First, I think teams do have letdowns. Definitely on the preparation side, which in sports played at this level makes a huge difference. Teams "play down" to the competition all the time. Better preparation, better leadership, better whatever could fix this, but there's a reason that there's more to coaching at this level than just recruiting.
Second, I think teams get behind early and fall apart. This happens at all levels of sport (and life, frankly). This is more likely to happen if the team already feels like it isn't getting its due, which is part of the letdown dynamic. To Cincy's point about teams losing when they are favored, it doesn't mean they shouldn't have been favored, it just means they lost. Again, Purdue shouldn't have crushed Ohio State--a 1-loss, Rose Bowl winner--but it did. The ball starts rolling and sometimes it doesn't stop.
This goes to the "they showed up to play" issue.
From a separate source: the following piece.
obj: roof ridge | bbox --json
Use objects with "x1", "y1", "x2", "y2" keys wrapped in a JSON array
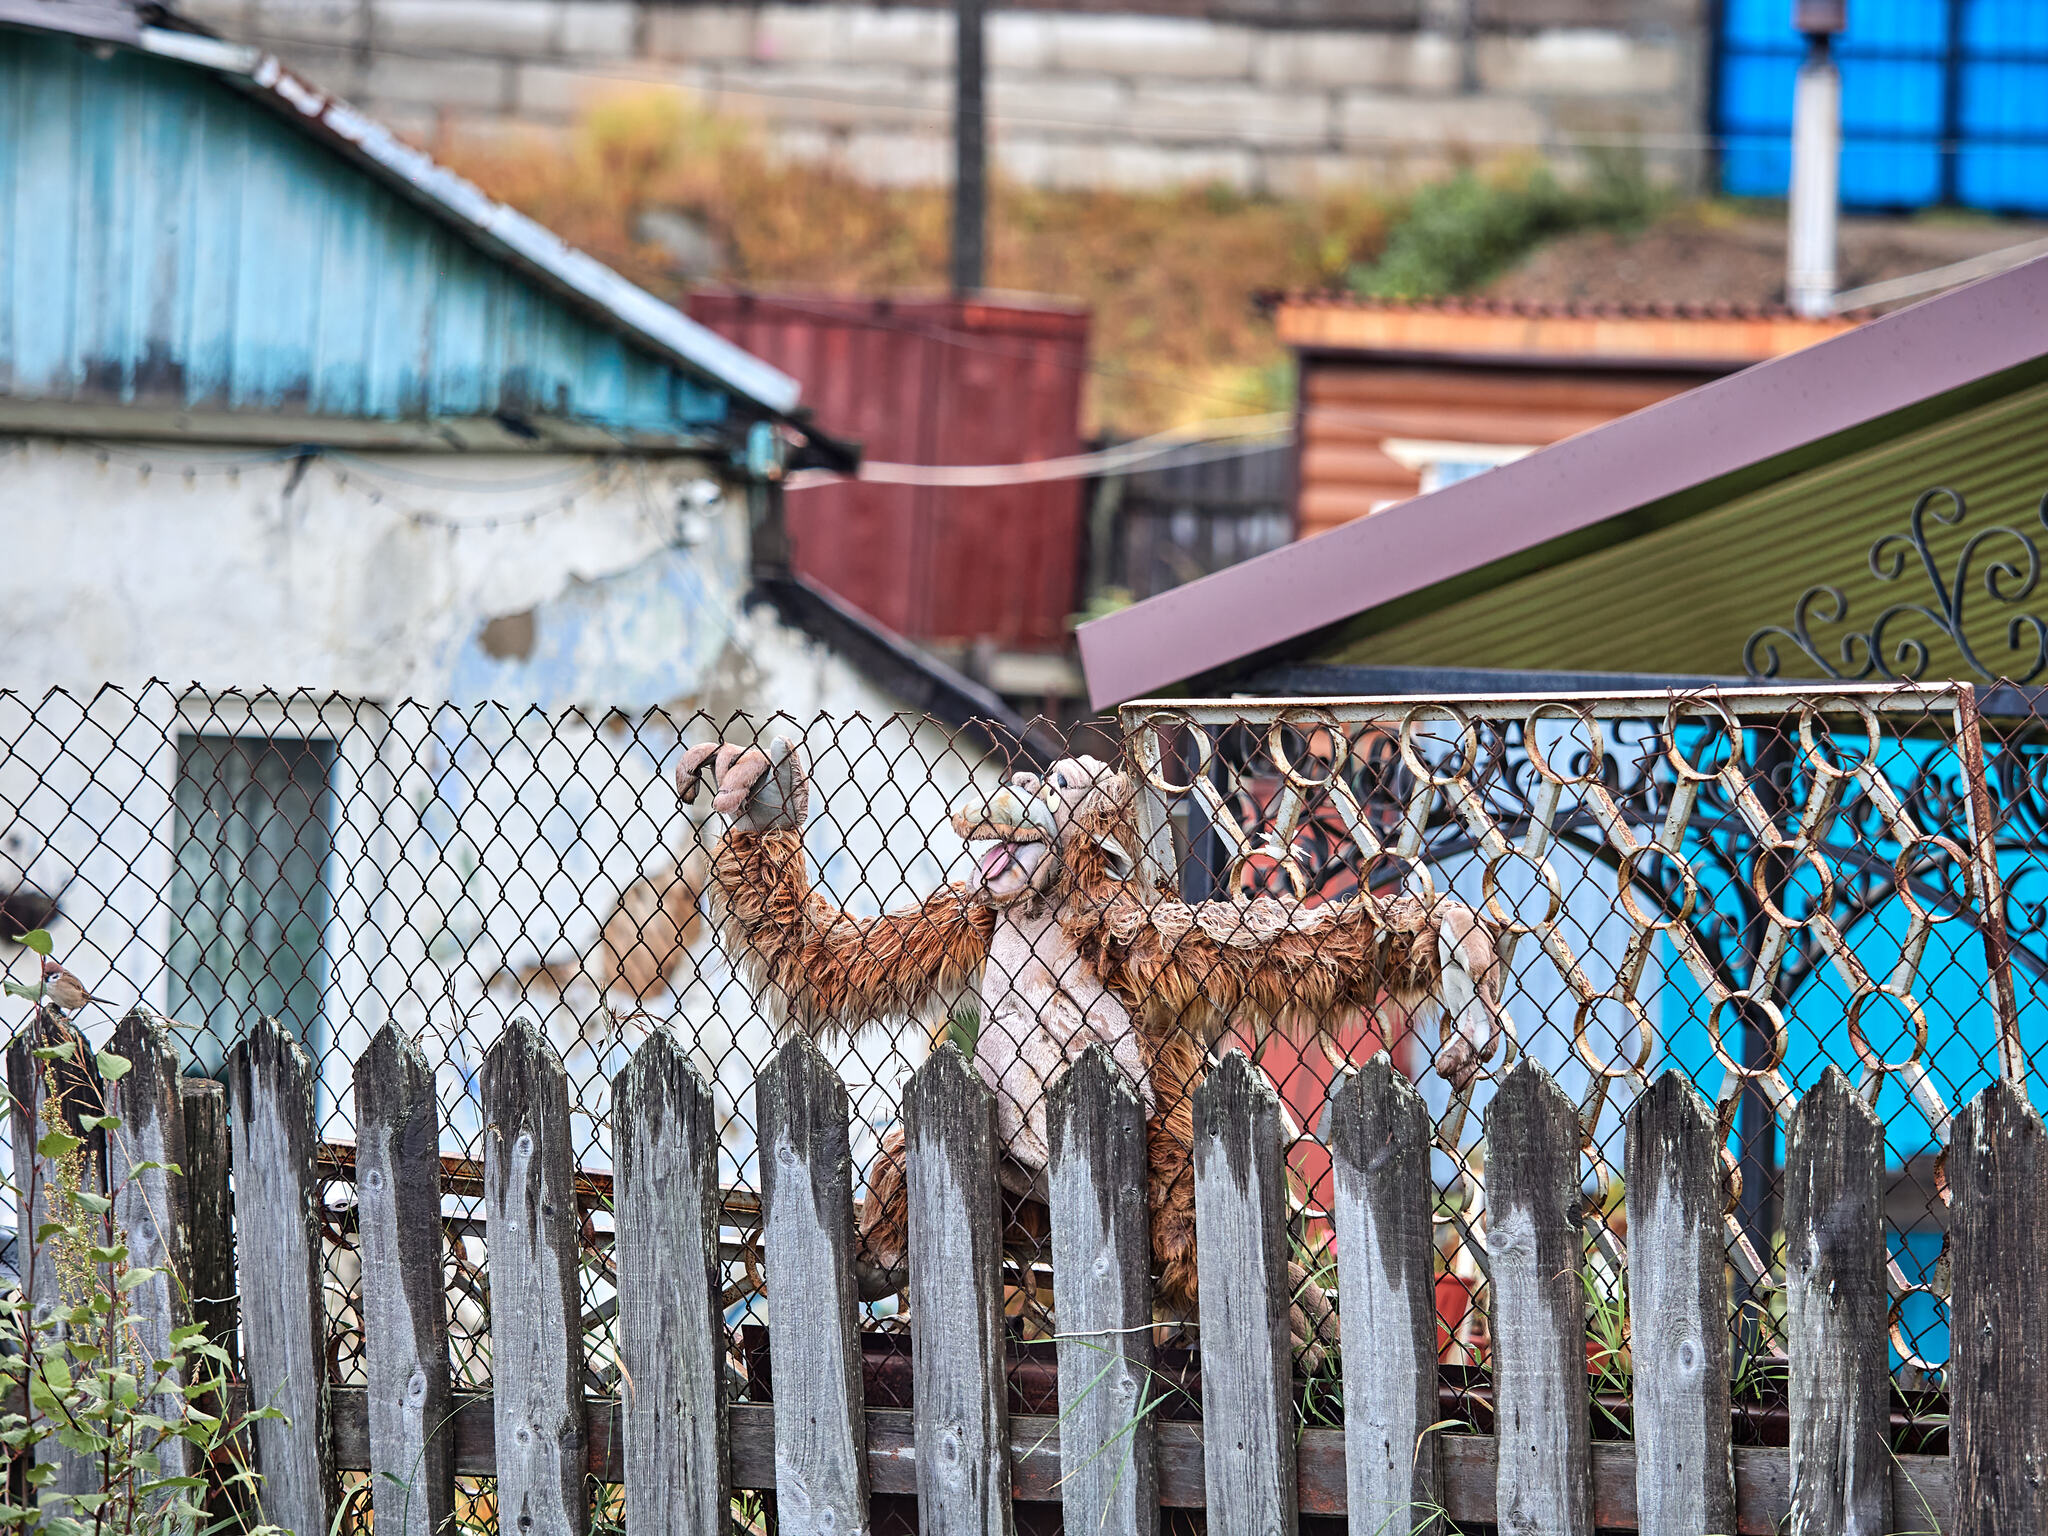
[{"x1": 1269, "y1": 291, "x2": 1856, "y2": 323}]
Yes, when the lights go on, they run out of the tunnel, and they line up for the first play, they are jacked and ready to go. But when they are all of the sudden--unexpectedly--down two scores, they remember the feeling of loss from the last game, they don't get a call they really wanted, and they have another turnover, players--and teams--absolutely do fall apart. Not all teams, not all the time, but this is a team dynamic. Good leadership prevents that--so Georgia and Washington fought back into games that looked too far gone (they still lost, but they went down swinging); Miami imploded against Wisconsin. Was 7-5 Wisconsin that much better? A team that lost at home to BYU and was kicked around at home by Minnesota? No.
Third, many of these teams were overrated going into that game they lost. The 2006 Big Ten teams appeared to be overrated. If I remember correctly, USC smoked Michigan and Florida smoked Ohio State in the MNC game. Maybe neither deserved the 1 or 2 ranking they had when they played each other. Wisconsin had 1 loss that season and took all it could muster to beat a one-dimensional, good-but-not-great Arkansas team in the Capital One Bowl. Maybe the Big Ten just wasn't that big that year, which inflated both Michigan and OSU's rankings. Maybe the Pac-10 (USC, Oregon State, and UCLA) and the SEC (Florida, LSU, and Auburn) were. Kansas State and UCLA in 1998 are other good examples. They lost those games because they weren't elite teams, despite their rankings.
Fourth, as already noted, these are often among the best teams each of these teams played all season, so it isn't surprising that they are tough outs.
And finally, some teams are better week-to-week in the regular season, others have coaching staffs that are really good at preparing for bowl games. Bret Bielema fielded better teams week-to-week; Barry Alvarez coached them up for bowl games. They aren't the same.